In general, you’re a good candidate for facelift surgery if:

  • You’re physically healthy and don’t have a medical condition that affects your body’s ability to heal.
  • You don’t smoke.
  • You’re mentally healthy and have realistic expectations for facelift results.

The best candidates for facelift surgery are those patients who have signs of facial aging, but who still have some skin elasticity. Generally, this includes patients who are in their 40s to 60s, although people who are younger or older than that range can sometimes be candidates for surgery.

There are many steps involved in facelift surgery. Here’s an explanation of the steps.

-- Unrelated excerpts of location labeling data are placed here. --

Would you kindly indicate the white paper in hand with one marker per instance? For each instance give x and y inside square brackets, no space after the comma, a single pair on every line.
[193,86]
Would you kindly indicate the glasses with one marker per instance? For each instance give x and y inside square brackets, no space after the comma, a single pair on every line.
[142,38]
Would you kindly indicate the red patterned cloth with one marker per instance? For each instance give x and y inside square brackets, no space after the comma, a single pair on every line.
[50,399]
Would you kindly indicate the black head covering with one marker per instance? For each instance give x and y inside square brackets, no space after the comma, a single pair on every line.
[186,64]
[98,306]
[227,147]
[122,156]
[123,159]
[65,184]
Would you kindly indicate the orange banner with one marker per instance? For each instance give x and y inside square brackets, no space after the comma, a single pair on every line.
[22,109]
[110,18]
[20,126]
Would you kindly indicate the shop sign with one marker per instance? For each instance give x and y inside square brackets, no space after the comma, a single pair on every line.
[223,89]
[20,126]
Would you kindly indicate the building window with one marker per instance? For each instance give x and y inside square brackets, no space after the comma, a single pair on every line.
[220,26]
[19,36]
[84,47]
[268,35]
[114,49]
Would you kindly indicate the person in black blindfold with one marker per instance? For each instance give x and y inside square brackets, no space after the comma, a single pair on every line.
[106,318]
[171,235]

Your surgeon will perform the surgery while you’re under general anesthesia (you'll go to sleep) or through IV sedation. Your surgeon will recommend the best option for you and your type of surgery.

The incision

Depending on the type of facelift you get, your surgeon could make incisions on these place during surgery:

  • In your hairline at your temples.
  • Around your ears.
  • At your lower scalp.
  • Under your chin.
  • In your mouth.

The size of the incisions will also vary based on the type of facelift you’re getting. Your surgeon will discuss all of this with you before the surgery.

The procedure

Facelifts generally involve repositioning and/or removing facial skin and/or fat and tightening facial muscles. Depending on the type of facelift you’re getting, your surgeon may just do one of these actions or all of them. You and your surgeon will discuss the process in detail before your surgery.

Closing the incisions

After the procedure, your surgeon will close the incision(s) with one of the following options:

  • Dissolvable stitches.
  • Stitches that will need to be removed after a few days.
  • Skin glue.

People usually get facelifts to improve signs of aging and have a more youthful appearance. This may help increase your confidence and self-esteem

As with any surgery, there are side effects, and you do risk certain complications. Risks for facelift surgery, while rare, include:

  • Anesthesia issues.
  • Infection.
  • Wound healing issues.
  • Hematoma (blood collection in the surgical area).
  • Changes in skin sensation or numbness.
  • Facial nerve injury.
  • Temporary or permanent hair loss at the incision sites.
  • Scarring.
  • Prolonged swelling.
  • Skin color irregularities.

Other important considerations include:

  • The results of facelift surgeries usually last around seven to 10 years, and you’ll continue to age after your surgery.
  • Facelift surgeries can’t dramatically change your fundamental appearance.
  • Facelifts can’t treat superficial wrinkles, sun damage or irregularities in your skin color.
  • If you decide to get a facelift, be sure to go to a board-certified surgeon.